Cell surface receptors play major roles in the mobilization and homing of progenitor cells from the bone marrow to peripheral tissues. CXCR4 is an important receptor that regulates homing of leucocytes and endothelial progenitors in response to the chemokine stromal cell-derived factor-1 (SDF-1).

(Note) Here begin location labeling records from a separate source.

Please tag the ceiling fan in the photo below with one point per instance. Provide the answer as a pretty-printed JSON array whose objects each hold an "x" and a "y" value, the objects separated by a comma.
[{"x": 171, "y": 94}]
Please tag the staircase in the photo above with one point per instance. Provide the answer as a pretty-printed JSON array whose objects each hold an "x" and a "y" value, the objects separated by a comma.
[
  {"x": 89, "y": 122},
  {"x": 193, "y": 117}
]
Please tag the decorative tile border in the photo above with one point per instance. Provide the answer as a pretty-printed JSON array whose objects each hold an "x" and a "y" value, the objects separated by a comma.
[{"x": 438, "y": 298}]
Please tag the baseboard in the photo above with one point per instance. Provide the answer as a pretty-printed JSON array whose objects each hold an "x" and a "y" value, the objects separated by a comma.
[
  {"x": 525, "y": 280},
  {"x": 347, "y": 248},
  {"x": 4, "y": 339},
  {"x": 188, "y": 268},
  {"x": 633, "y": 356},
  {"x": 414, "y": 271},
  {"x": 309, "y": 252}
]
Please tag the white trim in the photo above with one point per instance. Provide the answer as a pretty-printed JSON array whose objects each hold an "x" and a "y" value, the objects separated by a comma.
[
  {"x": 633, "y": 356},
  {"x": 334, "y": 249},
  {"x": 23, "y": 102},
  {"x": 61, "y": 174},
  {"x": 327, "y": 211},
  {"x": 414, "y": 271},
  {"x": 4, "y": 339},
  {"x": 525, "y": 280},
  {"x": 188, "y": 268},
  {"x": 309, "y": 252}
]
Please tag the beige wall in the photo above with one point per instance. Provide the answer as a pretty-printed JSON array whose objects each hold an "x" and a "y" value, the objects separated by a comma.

Ionic calcium is also known to regulate chemotaxis of selective bone marrow cells (BMCs) through the calcium-sensing receptor, CaR. Here we show that calcium regulates CXCR4 expression and BMC responses to SDF-1. CaCl 2 treatment of BMC induced a time- and dose-dependent increase in both the transcription and cell surface expression of CXCR4. BMC subpopulations expressing VEGFR2 +, CD34 + and cKit +/Sca-1 + were especially sensitive to calcium. The effects were blocked by calcium influx inhibitors, anti-CaR antibody and the protein synthesis inhibitor cycloheximide, but not by the CXCR4 antagonist AMD3100. Calcium treatment also enhanced SDF-1-mediated CXCR4 internalization. These changes were reflected in significantly improved chemotaxis by SDF-1, which was abolished by AMD3100 and by antibody against CXCR4. Calcium pre-treatment improved homing of CD34 + BMCs to ischemic muscle in vivo, and enhanced revascularization in ischemic mouse hindlimbs. Our results identify calcium as a positive regulator of CXCR4 expression that promotes stem cell mobilization, homing and therapy.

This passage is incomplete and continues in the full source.